Hepatitis B virus X protein induces the histone H3 lysine 9 trimethylation on the promoter of p16 gene in hepatocarcinogenesis

Abstract

Our previous study showed hepatitis B virus X protein (HBx) suppresses the p16 expression in hepatocarcinogenesis. In this study we explored the relationship between HBx and trimethylation of H3K9 (H3K9me3), and elucidated the underlying mechanisms in HBx inducing the tumor suppressor p16 gene silence. SMMC-7721 and HepG2 hepatoma cell lines were transfected with HBx-expressing plasmid. Immunohistochemistry, Western blotting and real-time polymerase chain reaction, were performed to detect the expressions of HBx, H3K9me3, and jumonji domain-containing protein 2B (JMJd2B).
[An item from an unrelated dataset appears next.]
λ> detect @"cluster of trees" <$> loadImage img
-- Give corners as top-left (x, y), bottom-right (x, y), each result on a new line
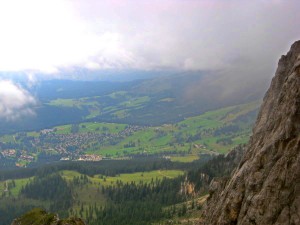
top-left (21, 173), bottom-right (72, 212)
top-left (86, 177), bottom-right (187, 225)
H3K9me3 enrichment on the p16 promoter was measured by immunoprecipitation-PCR (ChIP-PCR) analyses, and 39 cases of hepatitis B virus (HBV) associated-hepatocellular carcinoma (HCC) and corresponding noncancerous liver tissues were also examined. We demonstrated that HBx was able to upregulate H3K9me3 and suppress JMJd2B mRNA and protein levels in SMMC-7721 and HepG2 hepatoma cell lines. JMJd2B, as a specific target of H3K9me3 for demethylation, was inversely correlated with the levels of H3K9me3 in SMMC-7721 (r=−0.666, P<0.05) and HepG2 cells (r=−0.625, P<0.05). The ChIP-PCR data indicated that HBx remarkably increased H3K9me3 on the p16 promoter region. Immunohistochemistry analysis showed that H3K9me3 expression in HBx positive HCC samples were significantly higher than that in HBx negative HCC tissues and were associated with decreased levels of JMJd2B expression. JMJd2B immunoreactivity was also remarkably inversed to that of HBx in HCC tissues (r=−0.630, P<0.05). Our results provide evidence that HBx is able to induce H3K9me3 on the p16 promoter via the decrease of demethylase JMJd2B expression and thus promote the repression of p16 gene expression to enhance hepatocarcinogenesis.